Daunting task lies ahead for health staff

With one person testing positive for Omicron variant, officials are working round the clock to identify contacts

December 30, 2021 01:10 am | Updated 01:10 am IST - ONGOLE

Images of the havoc that the second wave of the pandemic caused across the country are still fresh in people’s minds. In Prakasam district, the viral disease touched a peak of 2,000 cases in May 2021.

But thanks to relentless efforts of the health professionals, the number of fresh cases came down to less than 100 by September-end and to 50 in October and to a single digit in December.

Even in the last 24 hours ending 9 a.m. on Wednesday, the district reported only three COVID-19 cases, according to a health bulletin released by the State government. The recovery rate improved to 99.16% with over 1.37 lakh persons recovering from the illness.

But now, the new Omicron variant, which is reported to be highly transmissible, threatens to undo the efforts made by the health staff so far in containing the spread. To check the spread of the new variant in the district, officials have adopted a multi-pronged strategy to identify all those with foreign travel, subject them to testing and put them in home quarantine.

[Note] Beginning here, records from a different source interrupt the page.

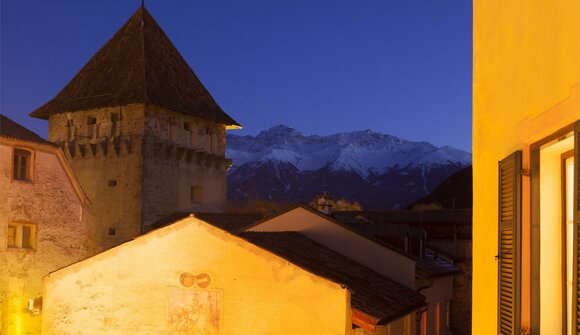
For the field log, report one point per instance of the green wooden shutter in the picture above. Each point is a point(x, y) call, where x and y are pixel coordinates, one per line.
point(509, 244)
point(576, 306)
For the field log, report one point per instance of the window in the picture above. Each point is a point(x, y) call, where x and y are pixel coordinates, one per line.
point(112, 232)
point(114, 119)
point(21, 167)
point(91, 123)
point(555, 215)
point(568, 174)
point(21, 235)
point(197, 194)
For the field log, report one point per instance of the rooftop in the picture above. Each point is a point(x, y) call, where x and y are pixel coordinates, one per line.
point(9, 128)
point(371, 292)
point(139, 64)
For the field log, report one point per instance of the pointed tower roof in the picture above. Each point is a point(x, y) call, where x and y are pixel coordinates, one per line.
point(139, 64)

With one person who had returned from South Africa testing positive for Omicron variant, the health staff took cluster containment activities in full vigour in the Cloughpet area in the city. Fortunately, 150 primary and secondary contacts of the person had tested negative.

In all, 11 persons with recent foreign travel history had tested positive, according to health officials here. The results from the Centre for Cellular & Molecular Biology, Hyderabad, showed that three of them tested negative for Omicron variant. The genome sequencing results of eight other foreign returnees are still awaited, health officials added.

‘1,500 foreign returnees in the district’

As many as 30 staff are now working round-the-clock to identify all the foreign returnees and restrict them to their homes for 14 days. “We have so far identified 1,500 persons in the district with foreign travel history,” COVID Management Centre head B.Thirumala Rao said. Many of them had tested negative on their arrival. Health staff had difficulty in spotting all the foreign returnees as they camped in Hyderabad or other places without returning to the addresses mentioned in their passports, he added.

The district administration has appealed to foreign returnees to voluntarily undergo COVID test and not to move out of their homes for a fortnight, he said.